Y hoy me he levantado pensando en la de cosas que seguramente hacemos iguales: desayunar escuchando las noticias, disfrutar de ver como sale el sol y nos ilumina el día, una ducha calentita, decidir la ropa que nos vamos a poner, organizar el trabajo, pensar en los nuestros, llamar por teléfono... La mayoría son cosas cotidianas que hacemos con naturalidad, que surgen sin esfuerzo y nos hacen sentir bien, casi ni somos conscientes de hacerlas.

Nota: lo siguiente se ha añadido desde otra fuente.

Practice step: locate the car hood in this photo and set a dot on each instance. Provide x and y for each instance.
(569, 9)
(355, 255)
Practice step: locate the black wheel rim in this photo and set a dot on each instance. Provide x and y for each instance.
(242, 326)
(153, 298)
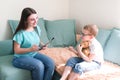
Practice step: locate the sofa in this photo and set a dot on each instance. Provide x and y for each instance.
(64, 32)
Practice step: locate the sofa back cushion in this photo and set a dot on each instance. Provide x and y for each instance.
(14, 23)
(112, 48)
(6, 47)
(63, 31)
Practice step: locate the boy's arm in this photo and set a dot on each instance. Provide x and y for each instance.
(82, 55)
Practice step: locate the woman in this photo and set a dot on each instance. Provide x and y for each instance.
(26, 46)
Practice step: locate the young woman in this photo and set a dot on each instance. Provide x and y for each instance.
(26, 47)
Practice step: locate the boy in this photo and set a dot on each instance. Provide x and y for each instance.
(78, 65)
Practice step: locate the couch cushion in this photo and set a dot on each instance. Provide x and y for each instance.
(14, 23)
(9, 72)
(112, 48)
(6, 47)
(103, 36)
(63, 31)
(43, 37)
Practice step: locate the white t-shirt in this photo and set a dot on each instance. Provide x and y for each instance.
(96, 48)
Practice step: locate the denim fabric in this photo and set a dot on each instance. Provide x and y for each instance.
(41, 66)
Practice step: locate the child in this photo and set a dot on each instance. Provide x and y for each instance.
(75, 66)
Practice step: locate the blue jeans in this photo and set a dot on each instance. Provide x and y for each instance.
(79, 65)
(41, 66)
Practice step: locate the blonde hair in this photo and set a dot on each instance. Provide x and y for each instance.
(93, 29)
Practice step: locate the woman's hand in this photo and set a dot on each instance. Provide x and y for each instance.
(34, 48)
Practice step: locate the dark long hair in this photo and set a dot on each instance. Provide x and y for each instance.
(23, 20)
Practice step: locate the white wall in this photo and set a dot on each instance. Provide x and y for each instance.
(104, 13)
(48, 9)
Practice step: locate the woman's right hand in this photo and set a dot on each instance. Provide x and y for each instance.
(34, 48)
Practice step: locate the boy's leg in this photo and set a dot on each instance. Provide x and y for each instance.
(66, 72)
(73, 76)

El trasplante de médula es el más humilde a la hora de realizarlo. No hay operaciones, quirófanos, carreras. Más bien es un momento muy intimo, relajado que dura como 30 minutos. Como una transfusión de sangre pero llena de gotas de células madre, de VIDA.

Yo me concentré en el goteo y me imaginaba su recorrido por mi cuerpo, teniendo la certeza de que iban a "prender", ese era mi deseo. Seguro que es otra cosa que tenemos en común. Tu deseo de que tus células me dieran otra oportunidad para agarrarme a la vida.

Hoy celebramos que desde la VIDA y esto quiero recalcarlo: desde la VIDA, unas personas deciden regalar VIDA en un acto aparentemente humilde pero muy generoso. Que nos va a unir en lo cotidiano, como cotidiano tendría que ser el acto de donar.

Cada vez me encuentro más casos como el mío: nos han regalado vida. Desconocemos a esos donantes personalmente pero yo se que uno eres tú, u tú y... Tú te lo estás pensando. Así cada mañana, mientras desayunamos nos sentimos acompañados, como el resto del día, en lo cotidiano, en la VIDA.

"DONA MÉDULA, DONA VIDA".



 Fdo. Nonia Alejandre Aguado -Jolis.